6.3. Limitations and Future Work
Despite the demonstrated performance improvements, the current implementation retains several architectural and evaluation limitations.
The current implementation targets fixed-width two-lane SIMD execution and relies on software-managed address generation for multidimensional convolution workloads. The current design does not support hardware address generation for multidimensional convolutions, dynamic precision switching, or out-of-order execution. Although higher-dimensional convolutions can be executed through standard indexing transformations, future work may explore hardware-supported window generation and operand reuse mechanisms to further improve efficiency for image-processing applications. Additionally, future evaluation will include comparisons against representative wearable-class embedded processors executing ECG, EMG, and IMU filtering pipelines in order to quantify energy efficiency under realistic sensing workloads. Such analysis would further clarify the suitability of the proposed architecture for continuous low-latency edge signal processing in resource-constrained wearable platforms.
Wider SIMD lanes would necessitate the implementation of a complex memory hierarchy. Two lanes were chosen, because BRAM on the Artix-7 is dual-channel by default.
The limitation of high LUT usage is not always justified for wearable systems that require continuous real-time signal processing or neural network inference. In certain cases, it can raise the static power usage; this is not the case in this design when compared to MicroBlaze.
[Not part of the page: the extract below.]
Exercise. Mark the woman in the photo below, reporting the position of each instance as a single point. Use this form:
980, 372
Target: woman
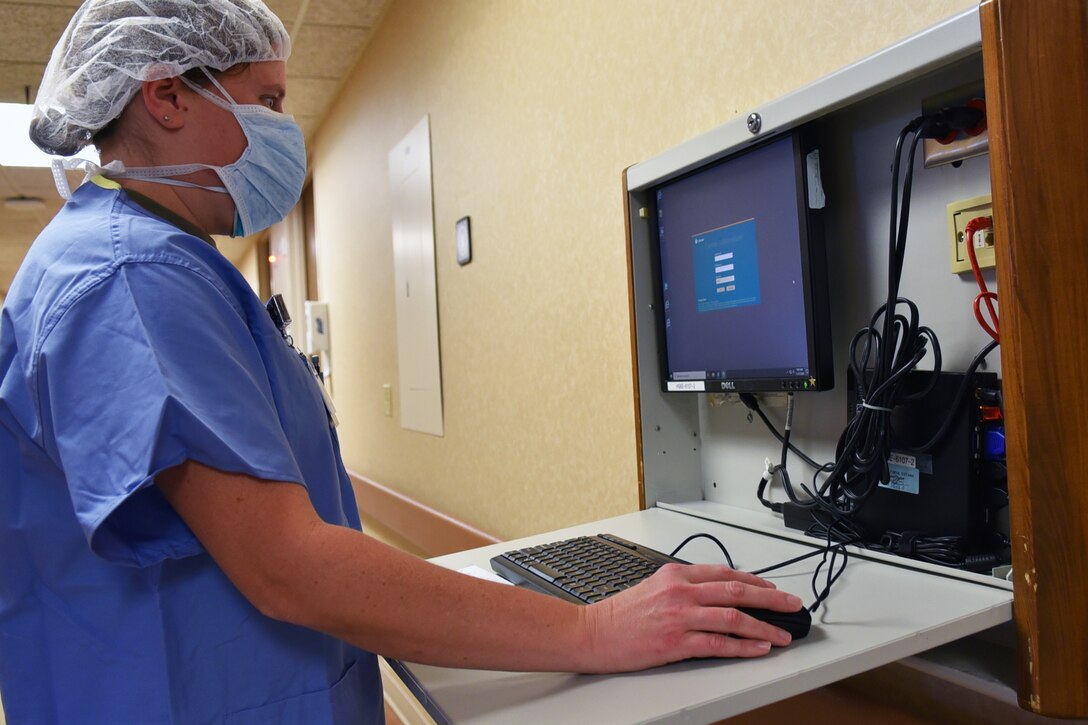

The current power and performance evaluation is primarily based on synthetic convolution benchmarks, which are intended to isolate datapath behavior and arithmetic throughput rather than represent full application workloads.
Ultra-low-power techniques such as clock gating and duty cycling are promising directions for future work to further reduce dynamic power consumption during periods of low computational activity.
The present work does not evaluate sensitivity to temperature, voltage, or process variations under wearable operating conditions. While the relatively modest operating frequency may provide additional timing margin, a full characterization across environmental and process corners remains an open area for future work.
7. Conclusions
This work presents a convolution-aware processor architecture designed to improve the execution efficiency of one-dimensional convolution workloads on resource-constrained FPGA platforms. The proposed design extends a conventional five-stage pipeline with a split-stage floating-point accumulation datapath and a two-lane SIMD 32-bit integer execution unit combined with DSP units, which enable multiplication and addition in the same cycle, enabling overlap between multiplication, accumulation, and operand fetch operations during convolution execution.
Experimental evaluation on a Digilent Basys3 FPGA demonstrated consistent performance improvements over a MicroBlaze soft processor operating under identical clock frequency and precision conditions. The proposed processor achieved speedups exceeding six-fold across multiple kernel sizes while maintaining a lightweight hardware footprint suitable for mid-range Artix-7 devices.
Unlike accelerator-class solutions such as the Xilinx DPU, which prioritize maximum throughput at the cost of increased resource utilization, the proposed architecture provides a balanced trade-off between performance and implementation complexity while preserving compatibility with embedded processor workflows.
Future work will investigate extensions to wider SIMD datapaths, as well as integration with higher-level compiler toolchains to enable automated mapping of convolution workloads to the proposed execution model.